Os rumores das últimas semanas davam conta de que foi o próprio Ronaldo a propôr-se a vários clubes, desde o PSG (esperando uma eventual saída de Kylian Mbappé) ao Real Madrid (um regresso negado por Carlo Ancelotti, atual treinador dos merengues). O jogador, todavia, fez uma declaração pública vaga que, não negando estar a forçar a saída, exigiu apenas “respeito” à comunicação social.
"Mais do que o desrespeito por mim como homem e como jogador, a forma leviana como o meu futuro é coberto pela imprensa é desrespeitosa para todos os clubes envolvidos nestes rumores, bem como para com os seus jogadores e equipas técnicas", acusou.
A dias do mercado de transferências fechar, começaram a ganhar os rumores de que o português ia regressar a Manchester, mas para o City, que ainda procura um substituto para Kun Aguero e que viu as pretensões de contratar Harry Kane ao Tottenham saírem goradas. A acontecer, não só a movimentação seria um choque por Ronaldo preferir os rivais daquela que foi a equipa que o lançou na alta roda do futebol europeu, o Manchester United, como iria ser treinado por Pep Guardiola.

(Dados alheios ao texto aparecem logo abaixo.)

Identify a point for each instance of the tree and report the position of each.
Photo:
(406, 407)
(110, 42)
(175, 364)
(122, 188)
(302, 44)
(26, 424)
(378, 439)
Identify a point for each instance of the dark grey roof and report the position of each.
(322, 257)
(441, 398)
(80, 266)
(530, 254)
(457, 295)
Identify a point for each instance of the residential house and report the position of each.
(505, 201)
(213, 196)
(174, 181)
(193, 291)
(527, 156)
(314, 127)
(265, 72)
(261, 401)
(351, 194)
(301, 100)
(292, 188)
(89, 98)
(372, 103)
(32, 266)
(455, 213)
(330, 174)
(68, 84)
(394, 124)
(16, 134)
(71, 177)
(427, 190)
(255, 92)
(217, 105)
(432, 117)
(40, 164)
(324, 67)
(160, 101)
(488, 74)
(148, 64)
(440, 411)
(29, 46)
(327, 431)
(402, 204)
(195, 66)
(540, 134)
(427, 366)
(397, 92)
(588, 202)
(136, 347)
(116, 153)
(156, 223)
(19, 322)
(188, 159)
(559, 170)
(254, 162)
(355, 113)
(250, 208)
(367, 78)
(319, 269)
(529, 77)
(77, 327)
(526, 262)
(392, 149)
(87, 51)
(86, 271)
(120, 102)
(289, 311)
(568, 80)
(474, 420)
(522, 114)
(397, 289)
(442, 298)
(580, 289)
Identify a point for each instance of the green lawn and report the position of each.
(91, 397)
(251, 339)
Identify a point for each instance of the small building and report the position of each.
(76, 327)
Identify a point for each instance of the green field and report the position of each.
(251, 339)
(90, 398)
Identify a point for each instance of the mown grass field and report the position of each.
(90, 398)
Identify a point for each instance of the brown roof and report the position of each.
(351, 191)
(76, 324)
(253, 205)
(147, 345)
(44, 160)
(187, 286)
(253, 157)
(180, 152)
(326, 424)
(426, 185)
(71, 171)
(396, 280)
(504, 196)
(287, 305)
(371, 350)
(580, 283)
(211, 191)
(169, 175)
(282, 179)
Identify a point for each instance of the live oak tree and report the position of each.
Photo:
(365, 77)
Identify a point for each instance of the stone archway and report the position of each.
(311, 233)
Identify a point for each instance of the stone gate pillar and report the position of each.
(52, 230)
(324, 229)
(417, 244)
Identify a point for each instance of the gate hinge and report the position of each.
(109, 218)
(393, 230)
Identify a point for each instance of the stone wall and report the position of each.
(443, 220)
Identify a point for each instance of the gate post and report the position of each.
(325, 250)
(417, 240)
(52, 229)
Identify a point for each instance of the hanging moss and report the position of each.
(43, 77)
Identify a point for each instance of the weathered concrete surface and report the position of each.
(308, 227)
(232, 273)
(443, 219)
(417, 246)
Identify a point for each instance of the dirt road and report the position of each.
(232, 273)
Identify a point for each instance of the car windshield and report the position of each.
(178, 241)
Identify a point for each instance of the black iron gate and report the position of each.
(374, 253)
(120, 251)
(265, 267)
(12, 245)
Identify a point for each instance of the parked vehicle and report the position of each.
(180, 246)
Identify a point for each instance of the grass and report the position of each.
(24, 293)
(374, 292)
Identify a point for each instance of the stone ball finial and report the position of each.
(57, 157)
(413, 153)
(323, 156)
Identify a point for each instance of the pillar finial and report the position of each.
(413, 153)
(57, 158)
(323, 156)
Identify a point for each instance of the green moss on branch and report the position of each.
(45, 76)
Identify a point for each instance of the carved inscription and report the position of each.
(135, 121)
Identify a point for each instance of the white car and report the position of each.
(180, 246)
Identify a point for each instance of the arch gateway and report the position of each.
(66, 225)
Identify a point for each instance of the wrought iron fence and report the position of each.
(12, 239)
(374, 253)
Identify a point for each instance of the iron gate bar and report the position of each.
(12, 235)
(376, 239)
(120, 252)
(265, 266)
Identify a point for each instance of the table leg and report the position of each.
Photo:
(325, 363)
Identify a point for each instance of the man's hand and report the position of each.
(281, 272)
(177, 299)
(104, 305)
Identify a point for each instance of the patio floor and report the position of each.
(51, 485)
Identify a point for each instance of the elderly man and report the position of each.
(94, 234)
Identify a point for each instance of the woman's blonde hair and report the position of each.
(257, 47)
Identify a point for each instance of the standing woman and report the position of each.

Hoje, porém, começaram a surgir sinais diferentes — já não era apenas o City a almejar contratar Ronaldo, mas o próprio United, que, à exceção de Edinson Cavani, não tinha nenhum ponta de lança de raiz. Tendo faltado ao treino da Juventus, Ronaldo pôs-se a caminho de Portugal, anunciando a aterrar em Lisboa que as notícias quanto ao seu futuro sairiam com brevidade.
Assim foi — uma hora depois de aterrar, o United confirmou o regresso de Ronaldo, pondo fim a ligação do jogador à Juventus. O futebolista, pouco depois de ser confirmado pelos Red Devils, despediu-se do “melhor clube” de Itália, recordando as “grandes conquistas e a bela história escrita” ao longo de três épocas.
“Hoje parto de um clube incrível, o maior de Itália e com certeza um dos maiores de toda a Europa. Eu dei meu coração e alma pela Juventus e sempre amarei a cidade de Turim até meus últimos dias”, escreveu o avançado, de 36 anos, na rede social Instagram.
A mensagem tenta recordar o que de bom aconteceu, mas para trás ficam três anos a vestir de branco e preto e um sabor agridoce do que foi e do que poderia ter sido.